Network Interface Connection Requirements
You can use one, two, or three network interfaces, and the VMware Tunnel virtual appliance requires a separate static IP address for each. Many DMZ implementations use separated networks to secure the different traffic types. Configure the virtual appliance according to the network design of the DMZ in which it is deployed.

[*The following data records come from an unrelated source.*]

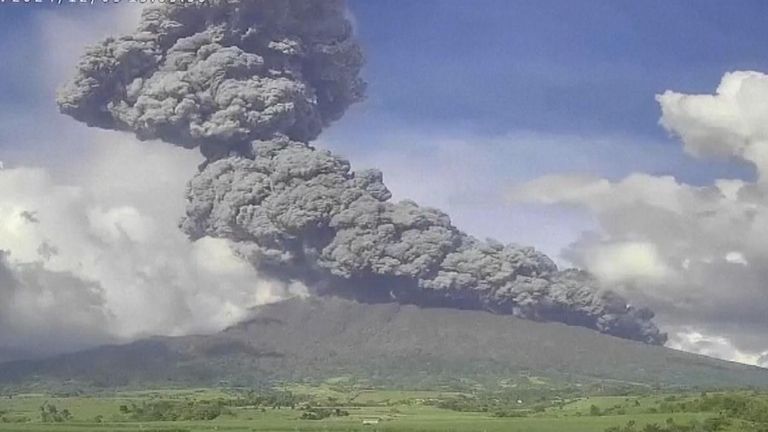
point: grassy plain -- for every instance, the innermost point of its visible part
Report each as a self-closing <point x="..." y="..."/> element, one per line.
<point x="348" y="408"/>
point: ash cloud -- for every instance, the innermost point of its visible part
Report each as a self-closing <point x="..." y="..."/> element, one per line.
<point x="251" y="84"/>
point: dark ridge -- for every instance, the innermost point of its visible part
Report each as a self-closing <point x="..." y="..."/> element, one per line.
<point x="394" y="344"/>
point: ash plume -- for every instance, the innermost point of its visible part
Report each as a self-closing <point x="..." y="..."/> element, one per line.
<point x="251" y="83"/>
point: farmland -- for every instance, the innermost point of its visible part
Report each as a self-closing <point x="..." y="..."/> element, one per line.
<point x="334" y="406"/>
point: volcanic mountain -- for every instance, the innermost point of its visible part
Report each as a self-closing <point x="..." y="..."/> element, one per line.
<point x="391" y="344"/>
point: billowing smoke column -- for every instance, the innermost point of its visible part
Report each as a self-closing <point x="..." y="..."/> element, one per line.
<point x="251" y="83"/>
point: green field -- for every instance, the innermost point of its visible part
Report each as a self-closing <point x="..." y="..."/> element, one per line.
<point x="340" y="408"/>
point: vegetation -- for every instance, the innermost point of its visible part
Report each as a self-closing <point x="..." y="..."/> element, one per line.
<point x="530" y="404"/>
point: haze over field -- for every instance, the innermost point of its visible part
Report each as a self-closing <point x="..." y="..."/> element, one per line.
<point x="271" y="216"/>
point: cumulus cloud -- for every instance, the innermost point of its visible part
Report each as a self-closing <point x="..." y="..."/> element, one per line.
<point x="251" y="84"/>
<point x="100" y="259"/>
<point x="697" y="254"/>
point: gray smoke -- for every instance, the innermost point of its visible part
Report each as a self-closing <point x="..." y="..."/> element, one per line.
<point x="252" y="83"/>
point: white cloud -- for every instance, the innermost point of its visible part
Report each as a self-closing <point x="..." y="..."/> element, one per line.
<point x="112" y="231"/>
<point x="696" y="254"/>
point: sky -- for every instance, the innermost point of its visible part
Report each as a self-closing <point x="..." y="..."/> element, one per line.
<point x="534" y="122"/>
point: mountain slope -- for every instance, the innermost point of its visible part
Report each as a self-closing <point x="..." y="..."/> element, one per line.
<point x="320" y="338"/>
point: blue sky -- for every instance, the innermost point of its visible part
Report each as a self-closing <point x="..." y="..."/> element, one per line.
<point x="526" y="88"/>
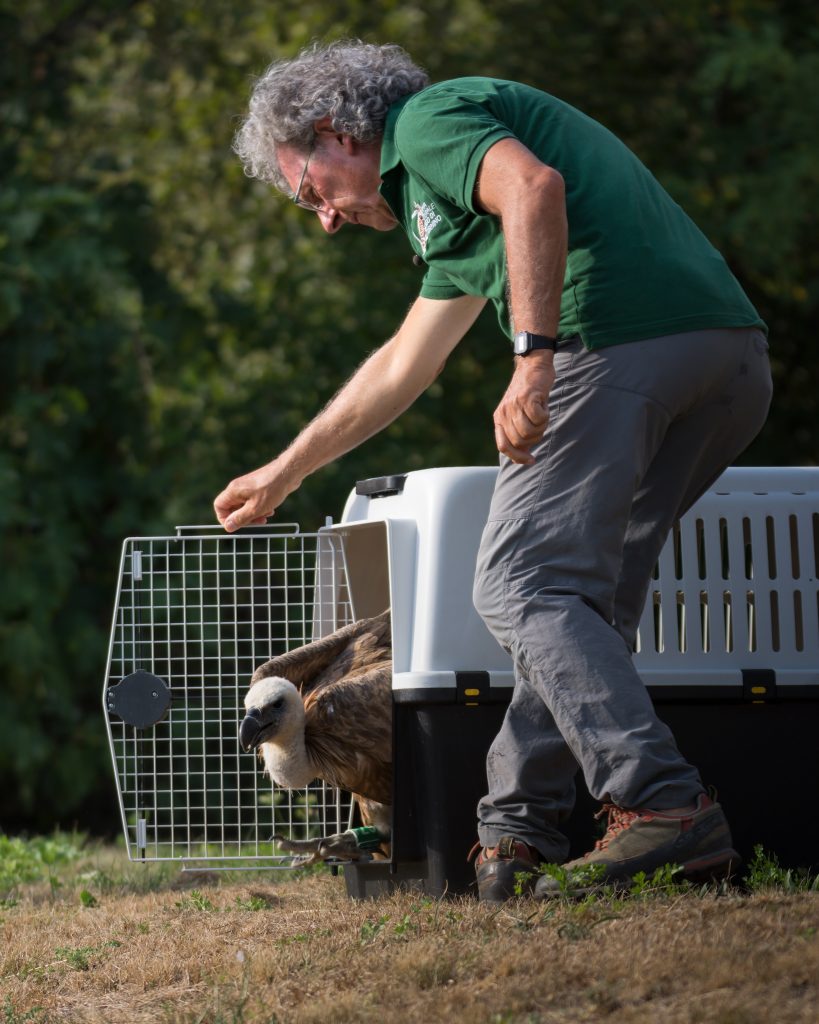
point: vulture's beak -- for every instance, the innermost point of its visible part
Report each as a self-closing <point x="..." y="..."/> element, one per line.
<point x="250" y="730"/>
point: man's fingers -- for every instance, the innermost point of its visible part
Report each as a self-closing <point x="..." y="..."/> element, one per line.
<point x="518" y="428"/>
<point x="520" y="455"/>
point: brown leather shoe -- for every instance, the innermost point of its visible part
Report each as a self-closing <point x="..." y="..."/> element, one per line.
<point x="698" y="842"/>
<point x="497" y="867"/>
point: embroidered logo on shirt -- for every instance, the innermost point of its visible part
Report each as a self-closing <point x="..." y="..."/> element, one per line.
<point x="426" y="217"/>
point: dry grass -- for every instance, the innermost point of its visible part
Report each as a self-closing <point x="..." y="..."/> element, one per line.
<point x="301" y="951"/>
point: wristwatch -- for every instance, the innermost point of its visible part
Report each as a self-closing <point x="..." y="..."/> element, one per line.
<point x="525" y="342"/>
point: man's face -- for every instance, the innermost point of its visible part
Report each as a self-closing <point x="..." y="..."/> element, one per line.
<point x="340" y="177"/>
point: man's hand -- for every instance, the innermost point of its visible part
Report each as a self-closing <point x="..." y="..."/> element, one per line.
<point x="248" y="500"/>
<point x="522" y="417"/>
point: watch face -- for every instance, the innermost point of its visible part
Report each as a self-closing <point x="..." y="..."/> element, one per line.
<point x="521" y="343"/>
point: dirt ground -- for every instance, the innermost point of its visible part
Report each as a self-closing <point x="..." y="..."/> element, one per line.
<point x="168" y="948"/>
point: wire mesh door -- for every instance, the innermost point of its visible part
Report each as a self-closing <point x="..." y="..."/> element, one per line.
<point x="195" y="615"/>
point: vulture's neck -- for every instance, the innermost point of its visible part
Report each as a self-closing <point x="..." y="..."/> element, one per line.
<point x="287" y="761"/>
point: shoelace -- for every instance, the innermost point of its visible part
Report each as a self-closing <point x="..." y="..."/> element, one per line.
<point x="618" y="820"/>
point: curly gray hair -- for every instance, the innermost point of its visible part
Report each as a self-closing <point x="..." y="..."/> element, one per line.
<point x="351" y="82"/>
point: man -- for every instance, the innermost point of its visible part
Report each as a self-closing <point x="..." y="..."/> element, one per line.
<point x="641" y="372"/>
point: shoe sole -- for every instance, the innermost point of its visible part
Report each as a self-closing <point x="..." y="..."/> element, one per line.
<point x="715" y="867"/>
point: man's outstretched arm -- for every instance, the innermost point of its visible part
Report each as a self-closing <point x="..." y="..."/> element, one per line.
<point x="386" y="384"/>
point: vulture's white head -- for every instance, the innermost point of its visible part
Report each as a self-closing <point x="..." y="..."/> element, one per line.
<point x="274" y="723"/>
<point x="273" y="714"/>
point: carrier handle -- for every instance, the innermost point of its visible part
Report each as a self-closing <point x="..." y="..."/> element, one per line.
<point x="290" y="528"/>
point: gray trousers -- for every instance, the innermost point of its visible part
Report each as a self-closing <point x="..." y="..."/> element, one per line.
<point x="637" y="433"/>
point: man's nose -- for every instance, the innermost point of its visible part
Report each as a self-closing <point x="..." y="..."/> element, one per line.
<point x="331" y="218"/>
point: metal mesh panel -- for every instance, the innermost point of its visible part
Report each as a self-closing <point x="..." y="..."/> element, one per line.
<point x="202" y="610"/>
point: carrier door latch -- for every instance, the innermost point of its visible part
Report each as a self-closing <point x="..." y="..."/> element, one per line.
<point x="140" y="699"/>
<point x="759" y="685"/>
<point x="472" y="687"/>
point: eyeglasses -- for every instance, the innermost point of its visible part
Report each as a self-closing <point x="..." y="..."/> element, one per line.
<point x="303" y="203"/>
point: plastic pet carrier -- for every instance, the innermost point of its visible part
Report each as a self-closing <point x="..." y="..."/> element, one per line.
<point x="728" y="647"/>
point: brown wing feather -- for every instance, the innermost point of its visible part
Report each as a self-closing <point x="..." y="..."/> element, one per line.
<point x="350" y="649"/>
<point x="348" y="732"/>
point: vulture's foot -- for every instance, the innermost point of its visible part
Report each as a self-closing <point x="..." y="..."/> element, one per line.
<point x="355" y="844"/>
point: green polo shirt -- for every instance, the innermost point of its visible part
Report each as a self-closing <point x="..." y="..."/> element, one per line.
<point x="638" y="266"/>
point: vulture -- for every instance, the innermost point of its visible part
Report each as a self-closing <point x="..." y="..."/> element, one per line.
<point x="325" y="711"/>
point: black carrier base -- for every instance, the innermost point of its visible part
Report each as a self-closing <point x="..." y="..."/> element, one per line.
<point x="762" y="758"/>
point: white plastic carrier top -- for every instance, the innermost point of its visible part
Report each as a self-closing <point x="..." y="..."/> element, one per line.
<point x="735" y="591"/>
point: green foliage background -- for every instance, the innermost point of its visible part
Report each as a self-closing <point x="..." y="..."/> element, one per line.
<point x="167" y="324"/>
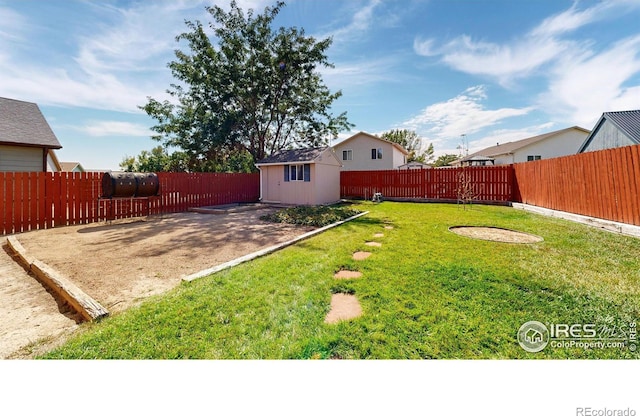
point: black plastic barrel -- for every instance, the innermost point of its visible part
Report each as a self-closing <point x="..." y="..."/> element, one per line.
<point x="118" y="185"/>
<point x="129" y="184"/>
<point x="148" y="184"/>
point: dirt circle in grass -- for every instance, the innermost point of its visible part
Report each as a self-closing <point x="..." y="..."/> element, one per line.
<point x="501" y="235"/>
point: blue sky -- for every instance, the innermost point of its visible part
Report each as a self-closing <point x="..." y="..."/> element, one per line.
<point x="476" y="71"/>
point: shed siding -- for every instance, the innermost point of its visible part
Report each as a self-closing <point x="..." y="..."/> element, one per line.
<point x="272" y="177"/>
<point x="20" y="159"/>
<point x="298" y="192"/>
<point x="608" y="136"/>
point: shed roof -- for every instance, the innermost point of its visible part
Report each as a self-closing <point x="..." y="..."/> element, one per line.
<point x="22" y="123"/>
<point x="293" y="155"/>
<point x="70" y="166"/>
<point x="628" y="122"/>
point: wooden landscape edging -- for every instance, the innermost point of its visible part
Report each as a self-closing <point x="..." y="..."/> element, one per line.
<point x="266" y="251"/>
<point x="81" y="302"/>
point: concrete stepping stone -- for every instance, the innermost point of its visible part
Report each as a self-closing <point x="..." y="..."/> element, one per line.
<point x="361" y="255"/>
<point x="347" y="274"/>
<point x="343" y="307"/>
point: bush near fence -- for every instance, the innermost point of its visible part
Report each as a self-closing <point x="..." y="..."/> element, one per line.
<point x="38" y="200"/>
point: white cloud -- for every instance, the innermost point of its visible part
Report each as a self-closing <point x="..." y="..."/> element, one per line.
<point x="115" y="128"/>
<point x="359" y="73"/>
<point x="522" y="56"/>
<point x="584" y="86"/>
<point x="463" y="114"/>
<point x="360" y="22"/>
<point x="114" y="67"/>
<point x="12" y="24"/>
<point x="504" y="136"/>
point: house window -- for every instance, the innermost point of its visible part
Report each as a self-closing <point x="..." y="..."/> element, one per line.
<point x="297" y="173"/>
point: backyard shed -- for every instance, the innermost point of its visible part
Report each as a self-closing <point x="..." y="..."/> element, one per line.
<point x="300" y="177"/>
<point x="27" y="142"/>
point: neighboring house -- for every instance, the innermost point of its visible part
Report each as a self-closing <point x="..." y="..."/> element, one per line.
<point x="27" y="142"/>
<point x="476" y="160"/>
<point x="614" y="129"/>
<point x="300" y="177"/>
<point x="545" y="146"/>
<point x="364" y="151"/>
<point x="71" y="167"/>
<point x="414" y="165"/>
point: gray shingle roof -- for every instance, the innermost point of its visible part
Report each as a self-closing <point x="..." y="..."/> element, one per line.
<point x="295" y="155"/>
<point x="627" y="121"/>
<point x="507" y="148"/>
<point x="22" y="123"/>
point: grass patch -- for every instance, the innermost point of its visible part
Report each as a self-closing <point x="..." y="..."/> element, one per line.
<point x="425" y="293"/>
<point x="316" y="216"/>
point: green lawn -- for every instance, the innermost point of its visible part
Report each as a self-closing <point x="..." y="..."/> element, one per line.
<point x="426" y="293"/>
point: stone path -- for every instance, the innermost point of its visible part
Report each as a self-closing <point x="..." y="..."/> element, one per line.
<point x="346" y="306"/>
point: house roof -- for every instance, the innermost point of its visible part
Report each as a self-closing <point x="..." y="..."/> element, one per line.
<point x="510" y="147"/>
<point x="22" y="123"/>
<point x="292" y="156"/>
<point x="628" y="122"/>
<point x="396" y="145"/>
<point x="70" y="166"/>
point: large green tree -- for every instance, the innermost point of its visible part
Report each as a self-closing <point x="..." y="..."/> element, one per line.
<point x="246" y="88"/>
<point x="410" y="140"/>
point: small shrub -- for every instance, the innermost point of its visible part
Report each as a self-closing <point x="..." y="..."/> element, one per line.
<point x="314" y="216"/>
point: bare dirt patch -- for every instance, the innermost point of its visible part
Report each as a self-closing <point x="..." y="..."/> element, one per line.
<point x="361" y="255"/>
<point x="343" y="307"/>
<point x="347" y="274"/>
<point x="121" y="263"/>
<point x="496" y="234"/>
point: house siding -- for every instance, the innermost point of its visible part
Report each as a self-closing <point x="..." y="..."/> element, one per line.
<point x="562" y="144"/>
<point x="327" y="183"/>
<point x="361" y="146"/>
<point x="608" y="136"/>
<point x="20" y="159"/>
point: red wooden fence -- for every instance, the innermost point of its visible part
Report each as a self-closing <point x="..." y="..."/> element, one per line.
<point x="603" y="184"/>
<point x="490" y="183"/>
<point x="37" y="200"/>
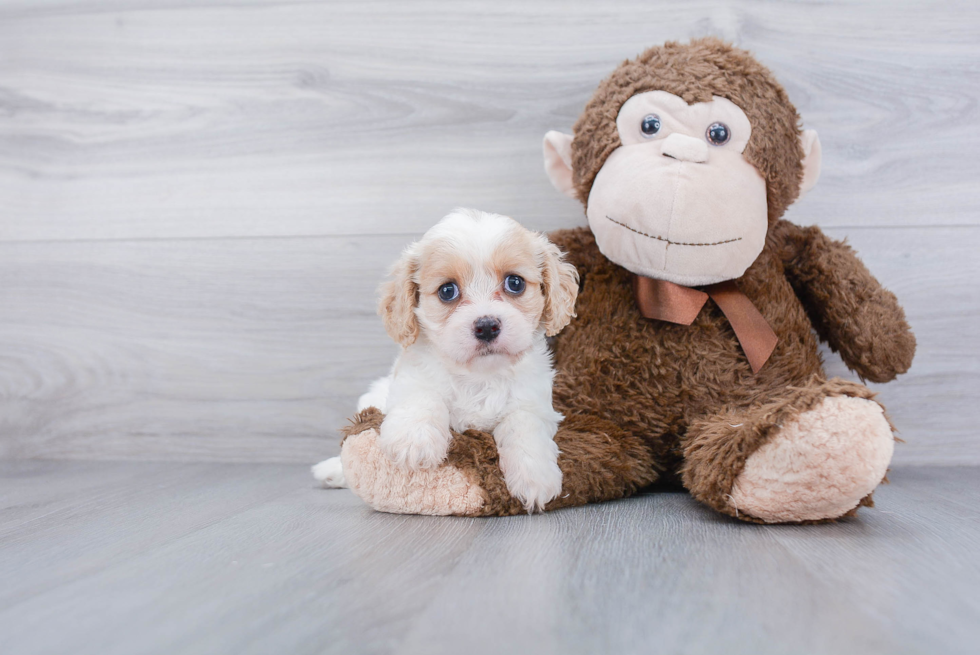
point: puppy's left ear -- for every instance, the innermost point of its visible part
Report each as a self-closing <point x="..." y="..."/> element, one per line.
<point x="559" y="285"/>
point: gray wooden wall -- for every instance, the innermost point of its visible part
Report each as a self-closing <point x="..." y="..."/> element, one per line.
<point x="197" y="199"/>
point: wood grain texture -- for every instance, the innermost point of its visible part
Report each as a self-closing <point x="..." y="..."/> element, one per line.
<point x="256" y="349"/>
<point x="141" y="558"/>
<point x="198" y="199"/>
<point x="172" y="118"/>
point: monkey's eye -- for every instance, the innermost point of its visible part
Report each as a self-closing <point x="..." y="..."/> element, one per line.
<point x="718" y="134"/>
<point x="448" y="292"/>
<point x="650" y="125"/>
<point x="514" y="285"/>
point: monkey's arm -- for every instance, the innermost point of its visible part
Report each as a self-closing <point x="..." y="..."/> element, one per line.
<point x="848" y="307"/>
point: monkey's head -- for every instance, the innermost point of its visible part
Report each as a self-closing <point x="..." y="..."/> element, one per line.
<point x="683" y="158"/>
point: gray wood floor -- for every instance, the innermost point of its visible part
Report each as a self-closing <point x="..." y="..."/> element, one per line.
<point x="166" y="558"/>
<point x="197" y="201"/>
<point x="199" y="198"/>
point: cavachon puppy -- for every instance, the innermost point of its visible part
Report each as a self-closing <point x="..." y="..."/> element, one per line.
<point x="471" y="304"/>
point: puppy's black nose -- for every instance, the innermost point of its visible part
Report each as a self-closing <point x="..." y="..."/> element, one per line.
<point x="486" y="328"/>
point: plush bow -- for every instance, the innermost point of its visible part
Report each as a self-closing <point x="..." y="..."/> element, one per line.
<point x="671" y="302"/>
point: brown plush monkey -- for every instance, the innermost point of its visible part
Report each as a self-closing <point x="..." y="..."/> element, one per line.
<point x="693" y="357"/>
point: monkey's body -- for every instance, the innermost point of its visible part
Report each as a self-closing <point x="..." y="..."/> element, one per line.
<point x="647" y="400"/>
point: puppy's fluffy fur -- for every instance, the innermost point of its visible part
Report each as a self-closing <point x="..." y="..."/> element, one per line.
<point x="478" y="360"/>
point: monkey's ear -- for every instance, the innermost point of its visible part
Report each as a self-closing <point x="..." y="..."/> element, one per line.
<point x="558" y="161"/>
<point x="811" y="160"/>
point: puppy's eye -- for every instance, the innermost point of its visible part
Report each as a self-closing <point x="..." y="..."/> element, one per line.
<point x="448" y="292"/>
<point x="718" y="134"/>
<point x="650" y="125"/>
<point x="514" y="285"/>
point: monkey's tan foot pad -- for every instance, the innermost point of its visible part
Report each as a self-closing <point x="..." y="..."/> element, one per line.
<point x="386" y="487"/>
<point x="819" y="466"/>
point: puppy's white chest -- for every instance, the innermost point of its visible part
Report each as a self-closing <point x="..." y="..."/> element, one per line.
<point x="479" y="404"/>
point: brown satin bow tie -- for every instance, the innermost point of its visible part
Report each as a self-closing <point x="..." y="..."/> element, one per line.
<point x="671" y="302"/>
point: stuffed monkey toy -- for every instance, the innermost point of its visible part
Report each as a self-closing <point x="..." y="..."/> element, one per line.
<point x="693" y="358"/>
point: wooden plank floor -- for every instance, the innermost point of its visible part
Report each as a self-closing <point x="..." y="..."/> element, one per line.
<point x="199" y="198"/>
<point x="133" y="558"/>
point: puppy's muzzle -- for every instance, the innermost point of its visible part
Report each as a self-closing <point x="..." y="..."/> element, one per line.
<point x="486" y="328"/>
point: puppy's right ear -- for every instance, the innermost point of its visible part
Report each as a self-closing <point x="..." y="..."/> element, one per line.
<point x="558" y="162"/>
<point x="400" y="297"/>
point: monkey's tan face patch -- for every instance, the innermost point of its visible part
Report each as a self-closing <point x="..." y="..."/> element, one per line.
<point x="473" y="259"/>
<point x="677" y="201"/>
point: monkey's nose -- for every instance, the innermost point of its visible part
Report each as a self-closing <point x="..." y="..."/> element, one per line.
<point x="486" y="328"/>
<point x="685" y="148"/>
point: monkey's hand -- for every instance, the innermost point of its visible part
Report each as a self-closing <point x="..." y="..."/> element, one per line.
<point x="848" y="307"/>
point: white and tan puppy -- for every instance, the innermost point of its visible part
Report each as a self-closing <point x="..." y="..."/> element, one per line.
<point x="471" y="304"/>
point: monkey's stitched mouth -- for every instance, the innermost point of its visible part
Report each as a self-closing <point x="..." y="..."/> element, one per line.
<point x="673" y="243"/>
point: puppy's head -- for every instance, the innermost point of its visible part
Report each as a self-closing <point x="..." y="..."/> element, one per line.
<point x="479" y="285"/>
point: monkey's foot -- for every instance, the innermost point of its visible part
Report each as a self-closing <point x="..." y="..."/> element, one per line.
<point x="820" y="465"/>
<point x="386" y="487"/>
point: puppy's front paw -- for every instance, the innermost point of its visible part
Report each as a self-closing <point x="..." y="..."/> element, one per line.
<point x="330" y="473"/>
<point x="535" y="480"/>
<point x="417" y="444"/>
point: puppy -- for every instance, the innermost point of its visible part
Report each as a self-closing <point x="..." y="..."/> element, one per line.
<point x="471" y="304"/>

Consult your network admin for information regarding your network DMZ.
- One network interface is appropriate for POCs (proof of concept) or testing. With one NIC, external, internal, and management traffic is all on the same subnet.
- With two network interfaces, external traffic is on one subnet, and internal and management traffic are on another subnet.
- With a third NIC, external, internal, and management traffic all has their own subnets.